I'm having a heckuva time dealing with slow MySQL queries in Python. In one area of my application, "load data infile" goes quick. In an another area, the select queries are VERY slow.
Executing the same query in PhpMyAdmin AND Navicat (as a second test) yields a response ~5x faster than in Python.
A few notes...
- I switched to MySQLdb as the connector and am also using SSCursor. No performance increase.
- The database is optimized, indexed etc. I'm porting this application to Python from PHP/Codeigniter where it ran fine (I foolishly thought getting out of PHP would help speed it up)
- PHP/Codeigniter executes the select queries swiftly. For example, one key aspect of the application takes ~2 seconds in PHP/Codeigniter, but is taking 10 seconds in Python BEFORE any of the analysis of the data is done.
My link to the database is fairly standard...
dbconn=MySQLdb.connect(host="127.0.0.1",user="*",passwd="*",db="*", cursorclass = MySQLdb.cursors.SSCursor)
Any insights/help/advice would be greatly appreciated!
UPDATE
In terms of fetching/handling the results, I've tried it a few ways. The initial query is fairly standard...
# Run Query
cursor.execute(query)
I removed all of the code within this loop just to make sure it wasn't the case bottlekneck, and it's not. I put dummy code in its place. The entire process did not speed up at all.
db_results = "test"
# Loop Results
for row in cursor:
a = 0 (this was the dummy code I put in to test)
return db_results
The query result itself is only 501 rows (large amount of columns)... took 0.029 seconds outside of Python. Taking significantly longer than that within Python.
The project is related to horse racing. The query is done within this function. The query itself is long, however, it runs well outside of Python. I commented out the code within the loop on purpose for testing... also the print(query) in hopes of figuring this out.
# Get PPs
def get_pps(race_ids):
# Comma Race List
race_list = ','.join(map(str, race_ids))
# PPs Query
query = ("SELECT raceindex.race_id, entries.entry_id, entries.prognum, runlines.line_id, runlines.track_code, runlines.race_date, runlines.race_number, runlines.horse_name, runlines.line_date, runlines.line_track, runlines.line_race, runlines.surface, runlines.distance, runlines.starters, runlines.race_grade, runlines.post_position, runlines.c1pos, runlines.c1posn, runlines.c1len, runlines.c2pos, runlines.c2posn, runlines.c2len, runlines.c3pos, runlines.c3posn, runlines.c3len, runlines.c4pos, runlines.c4posn, runlines.c4len, runlines.c5pos, runlines.c5posn, runlines.c5len, runlines.finpos, runlines.finposn, runlines.finlen, runlines.dq, runlines.dh, runlines.dqplace, runlines.beyer, runlines.weight, runlines.comment, runlines.long_comment, runlines.odds, runlines.odds_position, runlines.entries, runlines.track_variant, runlines.speed_rating, runlines.sealed_track, runlines.frac1, runlines.frac2, runlines.frac3, runlines.frac4, runlines.frac5, runlines.frac6, runlines.final_time, charts.raceshape "

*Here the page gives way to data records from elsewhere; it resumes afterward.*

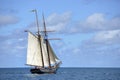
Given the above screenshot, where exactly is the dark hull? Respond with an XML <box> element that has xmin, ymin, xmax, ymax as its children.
<box><xmin>30</xmin><ymin>68</ymin><xmax>56</xmax><ymax>74</ymax></box>
<box><xmin>30</xmin><ymin>69</ymin><xmax>44</xmax><ymax>74</ymax></box>
<box><xmin>30</xmin><ymin>62</ymin><xmax>61</xmax><ymax>74</ymax></box>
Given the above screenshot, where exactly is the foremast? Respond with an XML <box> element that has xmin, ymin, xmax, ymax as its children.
<box><xmin>31</xmin><ymin>9</ymin><xmax>44</xmax><ymax>68</ymax></box>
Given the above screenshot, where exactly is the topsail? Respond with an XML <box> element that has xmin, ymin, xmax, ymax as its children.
<box><xmin>26</xmin><ymin>32</ymin><xmax>43</xmax><ymax>66</ymax></box>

"FROM hrdb_raceindex raceindex "
"INNER JOIN hrdb_runlines runlines ON runlines.race_date = raceindex.race_date AND runlines.track_code = raceindex.track_code AND runlines.race_number = raceindex.race_number "
"INNER JOIN hrdb_entries entries ON entries.race_date=runlines.race_date AND entries.track_code=runlines.track_code AND entries.race_number=runlines.race_number AND entries.horse_name=runlines.horse_name "

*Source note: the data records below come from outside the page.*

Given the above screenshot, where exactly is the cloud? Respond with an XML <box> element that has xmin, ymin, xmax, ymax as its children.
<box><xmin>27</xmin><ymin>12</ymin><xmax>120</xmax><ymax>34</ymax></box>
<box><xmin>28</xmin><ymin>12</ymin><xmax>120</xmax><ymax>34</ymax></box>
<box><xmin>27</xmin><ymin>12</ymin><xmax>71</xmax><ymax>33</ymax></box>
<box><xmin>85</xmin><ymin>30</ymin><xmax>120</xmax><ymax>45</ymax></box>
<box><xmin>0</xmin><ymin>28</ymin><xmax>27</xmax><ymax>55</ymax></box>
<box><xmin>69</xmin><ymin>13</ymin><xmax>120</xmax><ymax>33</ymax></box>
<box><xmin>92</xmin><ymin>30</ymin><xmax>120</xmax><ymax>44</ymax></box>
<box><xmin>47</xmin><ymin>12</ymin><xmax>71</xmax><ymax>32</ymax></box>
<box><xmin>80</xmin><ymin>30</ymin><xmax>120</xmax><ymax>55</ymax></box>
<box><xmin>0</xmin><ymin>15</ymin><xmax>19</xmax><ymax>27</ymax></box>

"LEFT JOIN hrdb_charts charts ON runlines.line_date = charts.race_date AND runlines.line_track = charts.track_code AND runlines.line_race = charts.race_number "
"WHERE raceindex.race_id IN (" + race_list + ") "
"ORDER BY runlines.line_date DESC;")
print(query)
# Run Query
cursor.execute(query)
# Query Fields
fields = [i[0] for i in cursor.description]
# PPs List
pps = []
# Loop Results
for row in cursor:
a = 0
#this_pp = {}
#for i, value in enumerate(row):
# this_pp[fields[i]] = value
#pps.append(this_pp)
return pps
One final note... I haven't considered the ideal way to handle the result. I believe one cursor allows the result to come back as a set of dictionaries. I haven't even made it to that point yet as the query and return itself is so slow.